O GLOBO - 08/01/12
Imagine um leitor que por algum motivo tenha parado de ler jornais por um tempo e voltado a ler nos últimos dias. A única dúvida que ele terá é por que mudou o nome do ministro. Será informado de que o ministro que privilegiou seu estado na distribuição de verbas contra desastres chama-se Fernando Bezerra e não Geddel Vieira Lima.
A explicação dos ministros para a alta concentração das verbas em seus estados é a mesma. Ambos disseram que seus redutos - a Bahia, no caso de Geddel; Pernambuco, no caso de Bezerra - receberam mais por terem preparado de forma mais eficiente os projetos a serem financiados. Igual também é a frase: "o meu estado não pode ser discriminado." Claro que não pode ser, o que o país discorda é do coincidente privilégio.
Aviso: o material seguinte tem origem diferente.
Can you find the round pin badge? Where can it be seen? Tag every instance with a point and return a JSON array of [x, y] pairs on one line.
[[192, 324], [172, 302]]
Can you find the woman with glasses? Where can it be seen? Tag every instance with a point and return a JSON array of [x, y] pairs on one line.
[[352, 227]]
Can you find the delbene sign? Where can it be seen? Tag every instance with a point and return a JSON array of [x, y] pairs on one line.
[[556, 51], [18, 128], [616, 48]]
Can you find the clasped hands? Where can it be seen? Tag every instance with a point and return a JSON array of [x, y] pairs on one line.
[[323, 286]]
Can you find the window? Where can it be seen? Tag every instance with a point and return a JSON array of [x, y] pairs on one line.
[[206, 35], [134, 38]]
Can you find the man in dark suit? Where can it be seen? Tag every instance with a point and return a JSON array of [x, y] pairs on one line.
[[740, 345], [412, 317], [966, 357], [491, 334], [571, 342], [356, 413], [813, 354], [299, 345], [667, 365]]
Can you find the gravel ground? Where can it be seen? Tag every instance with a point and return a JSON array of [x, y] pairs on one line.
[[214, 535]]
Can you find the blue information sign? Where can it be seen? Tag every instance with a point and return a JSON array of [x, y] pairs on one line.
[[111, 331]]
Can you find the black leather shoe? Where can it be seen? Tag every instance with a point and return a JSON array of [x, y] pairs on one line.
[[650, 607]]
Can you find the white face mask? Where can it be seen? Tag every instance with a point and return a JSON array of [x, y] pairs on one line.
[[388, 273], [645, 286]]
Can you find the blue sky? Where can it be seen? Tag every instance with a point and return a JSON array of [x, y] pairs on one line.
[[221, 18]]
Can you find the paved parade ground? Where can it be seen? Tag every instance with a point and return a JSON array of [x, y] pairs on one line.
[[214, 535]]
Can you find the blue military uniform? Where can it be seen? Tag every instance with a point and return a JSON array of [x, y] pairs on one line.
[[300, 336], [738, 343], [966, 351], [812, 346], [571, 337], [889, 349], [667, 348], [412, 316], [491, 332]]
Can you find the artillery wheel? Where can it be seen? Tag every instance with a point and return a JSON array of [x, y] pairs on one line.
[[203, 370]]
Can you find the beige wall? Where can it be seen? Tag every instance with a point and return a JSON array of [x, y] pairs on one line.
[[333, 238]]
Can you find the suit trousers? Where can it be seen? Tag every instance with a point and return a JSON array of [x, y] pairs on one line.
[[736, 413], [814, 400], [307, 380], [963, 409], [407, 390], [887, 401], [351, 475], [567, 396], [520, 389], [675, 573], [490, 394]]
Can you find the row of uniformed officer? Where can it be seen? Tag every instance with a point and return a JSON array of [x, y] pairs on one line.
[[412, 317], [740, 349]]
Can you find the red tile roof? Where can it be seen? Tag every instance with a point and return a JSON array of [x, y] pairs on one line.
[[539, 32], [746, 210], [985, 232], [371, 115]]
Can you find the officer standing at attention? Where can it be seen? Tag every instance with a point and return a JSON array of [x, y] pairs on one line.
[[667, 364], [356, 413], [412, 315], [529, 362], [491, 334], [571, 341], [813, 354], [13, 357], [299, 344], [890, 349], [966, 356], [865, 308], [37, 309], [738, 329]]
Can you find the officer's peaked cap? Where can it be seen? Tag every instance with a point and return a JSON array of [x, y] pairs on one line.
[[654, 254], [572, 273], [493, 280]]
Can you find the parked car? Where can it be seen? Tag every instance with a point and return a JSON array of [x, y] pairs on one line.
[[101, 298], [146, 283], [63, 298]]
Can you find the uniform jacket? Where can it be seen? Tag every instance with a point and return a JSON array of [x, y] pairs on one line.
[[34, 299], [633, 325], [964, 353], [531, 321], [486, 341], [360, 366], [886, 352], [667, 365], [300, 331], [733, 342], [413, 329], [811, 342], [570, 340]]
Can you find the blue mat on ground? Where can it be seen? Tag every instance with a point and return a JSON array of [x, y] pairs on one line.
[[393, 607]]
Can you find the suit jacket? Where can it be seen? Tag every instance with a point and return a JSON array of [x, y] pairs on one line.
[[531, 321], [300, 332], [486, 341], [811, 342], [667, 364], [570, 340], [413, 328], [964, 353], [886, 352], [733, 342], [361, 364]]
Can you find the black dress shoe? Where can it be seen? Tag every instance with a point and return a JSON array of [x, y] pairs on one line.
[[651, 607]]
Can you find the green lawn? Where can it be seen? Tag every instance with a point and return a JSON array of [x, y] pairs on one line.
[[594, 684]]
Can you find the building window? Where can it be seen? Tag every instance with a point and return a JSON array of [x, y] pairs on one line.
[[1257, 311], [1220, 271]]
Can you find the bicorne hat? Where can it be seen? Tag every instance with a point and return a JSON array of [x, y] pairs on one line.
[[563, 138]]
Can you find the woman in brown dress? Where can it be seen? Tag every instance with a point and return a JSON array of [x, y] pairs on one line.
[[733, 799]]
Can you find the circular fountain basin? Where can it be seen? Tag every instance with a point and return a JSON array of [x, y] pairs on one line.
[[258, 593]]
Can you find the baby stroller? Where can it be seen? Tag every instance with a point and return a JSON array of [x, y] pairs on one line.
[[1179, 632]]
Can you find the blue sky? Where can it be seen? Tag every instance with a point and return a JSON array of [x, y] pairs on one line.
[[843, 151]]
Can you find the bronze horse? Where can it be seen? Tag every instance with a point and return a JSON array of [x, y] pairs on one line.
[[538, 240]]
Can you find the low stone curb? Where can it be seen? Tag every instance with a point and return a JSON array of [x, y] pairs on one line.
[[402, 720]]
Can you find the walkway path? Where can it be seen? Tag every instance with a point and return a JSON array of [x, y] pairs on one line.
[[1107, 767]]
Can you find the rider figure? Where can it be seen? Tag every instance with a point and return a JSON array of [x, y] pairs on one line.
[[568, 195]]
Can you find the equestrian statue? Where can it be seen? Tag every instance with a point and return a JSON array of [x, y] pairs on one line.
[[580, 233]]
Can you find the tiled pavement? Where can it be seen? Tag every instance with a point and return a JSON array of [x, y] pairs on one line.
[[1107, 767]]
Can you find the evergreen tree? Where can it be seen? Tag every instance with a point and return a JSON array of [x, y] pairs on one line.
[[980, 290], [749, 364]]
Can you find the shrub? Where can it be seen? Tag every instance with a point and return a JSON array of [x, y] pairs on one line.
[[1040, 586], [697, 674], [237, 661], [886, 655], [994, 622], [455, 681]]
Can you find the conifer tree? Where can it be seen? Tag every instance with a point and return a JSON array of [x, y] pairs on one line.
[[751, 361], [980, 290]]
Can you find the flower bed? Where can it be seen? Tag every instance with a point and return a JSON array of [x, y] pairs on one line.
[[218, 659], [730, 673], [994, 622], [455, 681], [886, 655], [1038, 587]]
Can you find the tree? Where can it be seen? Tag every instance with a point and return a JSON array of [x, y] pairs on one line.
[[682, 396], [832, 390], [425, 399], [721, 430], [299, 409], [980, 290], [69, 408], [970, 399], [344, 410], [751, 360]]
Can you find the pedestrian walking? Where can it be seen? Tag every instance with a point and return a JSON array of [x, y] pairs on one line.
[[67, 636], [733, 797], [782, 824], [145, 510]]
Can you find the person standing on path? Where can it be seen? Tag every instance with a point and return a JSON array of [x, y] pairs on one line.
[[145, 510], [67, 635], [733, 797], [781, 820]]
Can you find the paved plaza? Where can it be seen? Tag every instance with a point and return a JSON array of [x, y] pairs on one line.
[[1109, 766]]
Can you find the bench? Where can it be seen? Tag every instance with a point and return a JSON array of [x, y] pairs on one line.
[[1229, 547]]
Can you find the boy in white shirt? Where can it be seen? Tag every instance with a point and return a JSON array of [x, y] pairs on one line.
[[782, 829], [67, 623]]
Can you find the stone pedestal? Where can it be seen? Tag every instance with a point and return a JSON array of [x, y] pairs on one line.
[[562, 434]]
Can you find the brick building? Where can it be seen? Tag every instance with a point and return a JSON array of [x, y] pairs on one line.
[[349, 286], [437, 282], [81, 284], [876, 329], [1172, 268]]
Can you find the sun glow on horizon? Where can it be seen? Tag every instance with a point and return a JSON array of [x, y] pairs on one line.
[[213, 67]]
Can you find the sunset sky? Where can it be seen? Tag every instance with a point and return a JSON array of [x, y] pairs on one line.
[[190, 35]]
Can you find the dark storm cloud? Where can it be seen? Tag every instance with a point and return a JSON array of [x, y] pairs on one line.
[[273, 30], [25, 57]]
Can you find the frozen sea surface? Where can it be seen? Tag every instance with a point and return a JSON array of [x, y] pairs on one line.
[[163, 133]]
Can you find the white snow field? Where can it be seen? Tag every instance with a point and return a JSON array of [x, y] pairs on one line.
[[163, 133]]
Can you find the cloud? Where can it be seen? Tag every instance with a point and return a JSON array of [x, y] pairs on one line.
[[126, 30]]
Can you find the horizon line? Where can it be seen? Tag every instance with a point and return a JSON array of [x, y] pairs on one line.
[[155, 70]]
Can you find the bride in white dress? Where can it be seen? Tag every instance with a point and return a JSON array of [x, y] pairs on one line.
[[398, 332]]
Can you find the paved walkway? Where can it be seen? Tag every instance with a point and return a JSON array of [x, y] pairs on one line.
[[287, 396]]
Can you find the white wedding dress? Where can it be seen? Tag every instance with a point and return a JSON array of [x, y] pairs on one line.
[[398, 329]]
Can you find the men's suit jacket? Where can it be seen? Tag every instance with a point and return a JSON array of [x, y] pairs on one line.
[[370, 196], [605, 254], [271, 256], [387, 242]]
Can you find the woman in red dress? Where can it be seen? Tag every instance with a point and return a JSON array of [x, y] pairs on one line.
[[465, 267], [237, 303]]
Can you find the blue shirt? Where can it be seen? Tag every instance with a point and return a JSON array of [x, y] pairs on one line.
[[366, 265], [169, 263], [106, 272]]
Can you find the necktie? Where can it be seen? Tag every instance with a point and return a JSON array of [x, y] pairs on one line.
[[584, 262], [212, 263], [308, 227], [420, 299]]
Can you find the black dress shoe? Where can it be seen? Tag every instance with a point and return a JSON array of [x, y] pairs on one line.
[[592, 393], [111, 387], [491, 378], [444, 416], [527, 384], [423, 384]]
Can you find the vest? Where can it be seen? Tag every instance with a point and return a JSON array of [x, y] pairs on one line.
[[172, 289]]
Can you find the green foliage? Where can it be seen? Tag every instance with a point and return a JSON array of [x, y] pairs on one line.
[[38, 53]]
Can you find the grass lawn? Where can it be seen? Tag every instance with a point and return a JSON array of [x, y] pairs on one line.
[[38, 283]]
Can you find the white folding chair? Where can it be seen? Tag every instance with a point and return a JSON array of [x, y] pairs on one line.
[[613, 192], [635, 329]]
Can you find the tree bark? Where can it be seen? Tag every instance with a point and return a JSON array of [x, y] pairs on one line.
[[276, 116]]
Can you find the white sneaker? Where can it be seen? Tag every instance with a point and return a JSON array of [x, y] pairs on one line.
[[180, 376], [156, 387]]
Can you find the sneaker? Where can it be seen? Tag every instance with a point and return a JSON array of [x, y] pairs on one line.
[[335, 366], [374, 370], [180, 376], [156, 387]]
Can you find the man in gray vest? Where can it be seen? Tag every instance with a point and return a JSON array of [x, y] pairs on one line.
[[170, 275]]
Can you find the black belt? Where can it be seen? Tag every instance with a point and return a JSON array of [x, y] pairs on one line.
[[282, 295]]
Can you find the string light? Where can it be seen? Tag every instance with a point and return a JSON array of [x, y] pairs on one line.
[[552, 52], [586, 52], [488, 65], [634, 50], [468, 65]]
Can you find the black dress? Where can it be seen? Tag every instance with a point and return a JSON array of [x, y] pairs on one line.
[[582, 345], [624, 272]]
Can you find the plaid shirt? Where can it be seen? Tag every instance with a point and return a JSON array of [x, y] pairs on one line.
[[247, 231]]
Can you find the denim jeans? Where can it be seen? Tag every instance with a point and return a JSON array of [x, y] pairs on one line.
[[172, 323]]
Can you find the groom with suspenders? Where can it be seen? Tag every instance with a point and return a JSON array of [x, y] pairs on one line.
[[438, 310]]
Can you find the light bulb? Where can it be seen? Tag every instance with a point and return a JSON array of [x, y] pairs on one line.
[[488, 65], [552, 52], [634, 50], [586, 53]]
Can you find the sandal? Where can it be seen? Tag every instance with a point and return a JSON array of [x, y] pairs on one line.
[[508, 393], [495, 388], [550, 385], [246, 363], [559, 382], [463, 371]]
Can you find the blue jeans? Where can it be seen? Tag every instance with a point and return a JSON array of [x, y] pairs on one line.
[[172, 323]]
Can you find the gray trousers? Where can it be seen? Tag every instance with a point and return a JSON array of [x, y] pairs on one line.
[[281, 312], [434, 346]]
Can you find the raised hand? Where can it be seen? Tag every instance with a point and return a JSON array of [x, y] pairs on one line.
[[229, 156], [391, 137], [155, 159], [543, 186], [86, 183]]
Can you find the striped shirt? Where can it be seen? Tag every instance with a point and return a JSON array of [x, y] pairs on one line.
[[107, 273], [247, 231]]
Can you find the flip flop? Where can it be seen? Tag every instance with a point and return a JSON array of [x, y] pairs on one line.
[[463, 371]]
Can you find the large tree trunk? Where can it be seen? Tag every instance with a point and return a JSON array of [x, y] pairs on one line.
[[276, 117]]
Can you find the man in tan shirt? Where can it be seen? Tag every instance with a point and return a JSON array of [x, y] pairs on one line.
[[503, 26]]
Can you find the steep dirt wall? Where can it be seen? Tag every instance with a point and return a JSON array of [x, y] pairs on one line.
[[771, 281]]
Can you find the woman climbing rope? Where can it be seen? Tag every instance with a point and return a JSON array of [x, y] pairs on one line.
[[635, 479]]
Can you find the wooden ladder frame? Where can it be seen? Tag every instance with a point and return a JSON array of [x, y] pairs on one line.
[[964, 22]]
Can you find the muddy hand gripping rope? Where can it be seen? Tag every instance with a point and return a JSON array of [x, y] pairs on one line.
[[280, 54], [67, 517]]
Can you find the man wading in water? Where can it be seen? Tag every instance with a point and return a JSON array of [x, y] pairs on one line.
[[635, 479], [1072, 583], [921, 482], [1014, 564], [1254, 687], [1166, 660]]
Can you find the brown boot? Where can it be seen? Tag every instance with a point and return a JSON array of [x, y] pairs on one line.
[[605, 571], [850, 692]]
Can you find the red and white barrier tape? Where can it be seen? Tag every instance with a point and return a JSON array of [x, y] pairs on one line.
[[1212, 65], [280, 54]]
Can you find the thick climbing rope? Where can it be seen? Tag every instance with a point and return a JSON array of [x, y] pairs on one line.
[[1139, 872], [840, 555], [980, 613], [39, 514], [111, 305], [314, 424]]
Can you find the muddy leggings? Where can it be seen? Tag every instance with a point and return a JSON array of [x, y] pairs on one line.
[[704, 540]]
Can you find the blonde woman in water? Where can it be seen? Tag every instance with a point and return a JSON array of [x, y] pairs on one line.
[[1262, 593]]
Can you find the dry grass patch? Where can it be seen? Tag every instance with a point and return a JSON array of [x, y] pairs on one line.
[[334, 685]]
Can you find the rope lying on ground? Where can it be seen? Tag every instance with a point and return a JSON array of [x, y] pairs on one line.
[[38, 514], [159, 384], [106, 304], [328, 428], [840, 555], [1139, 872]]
Os episódios recentes envolvendo ministros mostram que as fórmulas empregadas por eles se repetem, seja em flagrantes de clientelismo, seja em casos mais graves, de corrupção mesmo. De vez em quando, os ministros caem diante de evidências de um malfeito. Mas mais importante que a troca de ministros é implantar antídotos que impeçam a reconstrução de esquemas semelhantes. Em vez de Bahia, Pernambuco. Mas a fórmula de destinar verbas ao reduto eleitoral foi a mesma. É o que precisa ser evitado.
O pior é que cidadãos dos dois estados não podem dormir em paz apesar da abundância da verba, porque os estados não estão mais protegidos. O dinheiro não vai para a região obedecendo a alguma ordem de emergência e critérios de eficiência para proteger a população. Vai para catapultar o projeto eleitoral do ocupante do cargo. No caso de Geddel, era para preparar sua campanha ao governo do estado; fracassada, por sinal.
De diferente nos dois casos apenas a atitude do presidente. Lula negou as evidências que os números mostravam. Disse que era tudo leviandade e acusou uma suposta "exploração política". Os dados mostravam que, de 2004 a 2009, o Rio tinha recebido 0,69% das verbas e a Bahia, 40%. Dilma teria determinado agora que a liberação passe pela Casa Civil.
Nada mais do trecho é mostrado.